France | France, Cour de cassation, Chambre civile 1, 07 novembre 2012, 11-23871


LA COUR DE CASSATION, PREMIÈRE CHAMBRE CIVILE, a rendu l'arrêt suivant :

Attendu, selon l'arrêt attaqué, que le tribunal fédéral de première instance pour le district central de Californie, par jugement du 1er décembre 2005, a condamné M. X... à payer au Commissaire aux assurances de l'Etat de Californie la somme de 10 846 246 dollars US, pour enrichissement sans cause, par un deuxième jugement du 21 décembre 2005, l'a condamné à payer la même somme à la société Sierra, à titre de dommages-intérêts, puis, par un troisième jugement du 17 mai 2006, a pris acte de ce

que le Commissaire aux assurances de l'Etat de Californie transfère à la s...
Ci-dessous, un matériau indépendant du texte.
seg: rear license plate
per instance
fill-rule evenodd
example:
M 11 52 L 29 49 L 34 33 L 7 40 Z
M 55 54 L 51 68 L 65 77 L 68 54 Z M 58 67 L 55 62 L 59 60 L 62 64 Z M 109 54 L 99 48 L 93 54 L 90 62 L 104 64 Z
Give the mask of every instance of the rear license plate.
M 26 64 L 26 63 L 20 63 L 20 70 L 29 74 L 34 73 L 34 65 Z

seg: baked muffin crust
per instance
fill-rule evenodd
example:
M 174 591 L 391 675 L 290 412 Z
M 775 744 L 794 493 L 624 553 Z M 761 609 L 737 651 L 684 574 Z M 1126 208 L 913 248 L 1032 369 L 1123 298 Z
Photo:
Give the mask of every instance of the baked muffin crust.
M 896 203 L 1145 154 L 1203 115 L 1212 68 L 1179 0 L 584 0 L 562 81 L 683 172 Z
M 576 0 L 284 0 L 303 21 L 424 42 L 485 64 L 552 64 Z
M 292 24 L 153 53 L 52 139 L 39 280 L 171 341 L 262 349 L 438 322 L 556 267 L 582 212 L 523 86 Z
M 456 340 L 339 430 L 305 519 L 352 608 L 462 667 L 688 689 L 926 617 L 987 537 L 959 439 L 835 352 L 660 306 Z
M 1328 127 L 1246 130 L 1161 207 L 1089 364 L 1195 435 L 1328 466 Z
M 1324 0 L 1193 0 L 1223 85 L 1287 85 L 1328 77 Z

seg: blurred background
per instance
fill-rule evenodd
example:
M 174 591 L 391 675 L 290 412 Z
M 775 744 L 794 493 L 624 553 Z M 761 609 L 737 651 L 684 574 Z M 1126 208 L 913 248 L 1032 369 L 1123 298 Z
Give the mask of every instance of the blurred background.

LA COUR DE CASSATION, PREMIÈRE CHAMBRE CIVILE, a rendu l'arrêt suivant :

Attendu, selon l'arrêt attaqué, que le tribunal fédéral de première instance pour le district central de Californie, par jugement du 1er décembre 2005, a condamné M. X... à payer au Commissaire aux assurances de l'Etat de Californie la somme de 10 846 246 dollars US, pour enrichissement sans cause, par un deuxième jugement du 21 décembre 2005, l'a condamné à payer la même somme à la société Sierra, à titre de dommages-intérêts, puis, par un troisième jugement du 17 mai 2006, a pris acte de ce que le Commissaire aux assurances de l'Etat de Californie transfère à la société Sierra et à Mme Y..., ès qualités de mandataire judiciaire de celle-ci, l'ensemble de ses droits au titre du jugement du 1er décembre 2005 ; que, le 8 février 2007, Mme Y..., ès qualités, a assigné M. X... devant le tribunal de grande instance de Paris en exequatur des trois jugements du tribunal californien ; que ce tribunal, a, par jugement du 2 décembre 2009, rejeté ces demandes ;
Sur le premier moyen :
Vu les articles 3 du code civil et 509 du code de procédure civile ;
Attendu que, pour reconnaître en France les jugements californiens des 1er et 21 décembre 2005, l'arrêt retient que Mme Y..., ès qualités, a produit deux décisions interprétatives du 24 novembre 2010, émanant de la même juridiction, contenant une motivation des précédents jugements, ce qui suffit à répondre à l'exigence de l'ordre public international de procédure concernant la motivation des décisions de justice ;
Attendu qu'en statuant ainsi, quand les jugements des 1er et 21 décembre 2005, dont la motivation était reconnue comme défaillante par le juge de l'exequatur, ne pouvaient être complétés par des décisions rendues postérieurement à la saisine de celui-ci, la cour d'appel a violé les textes susvisés ;
Et sur le troisième moyen pris en sa dernière branche :
Vu l'article 455 du code de procédure civile ;
Attendu que, pour prononcer l'exequatur des décisions californiennes, l'arrêt retient que M. X... ne démontre pas que les condamnations prononcées à son encontre heurtent l'ordre public international de fond ;
Qu'en statuant ainsi, sans répondre aux conclusions de M. X... qui soutenait que les condamnations étaient disproportionnées au regard du préjudice subi par la société Sierra, et contraires au principe de la personnalité des peines et de la personnalité juridique distincte des personnes physiques et des personnes morales, la cour d'appel n'a pas satisfait aux exigences de ce texte ;
PAR CES MOTIFS, et sans qu'il y ait lieu de statuer sur les autres griefs :
CASSE ET ANNULE, dans toutes ses dispositions, l'arrêt rendu le 30 juin 2011, entre les parties, par la cour d'appel de Paris ; remet, en conséquence, la cause et les parties dans l'état où elles se trouvaient avant ledit arrêt et, pour être fait droit, les renvoie devant la cour d'appel de Versailles ;
Condamne Mme Y..., ès qualités, aux dépens ;
Vu l'article 700 du code de procédure civile, rejette les demandes ;
Dit que sur les diligences du procureur général près la Cour de cassation, le présent arrêt sera transmis pour être transcrit en marge ou à la suite de l'arrêt cassé ;
Ainsi fait et jugé par la Cour de cassation, première chambre civile, et prononcé par le président en son audience publique du sept novembre deux mille douze.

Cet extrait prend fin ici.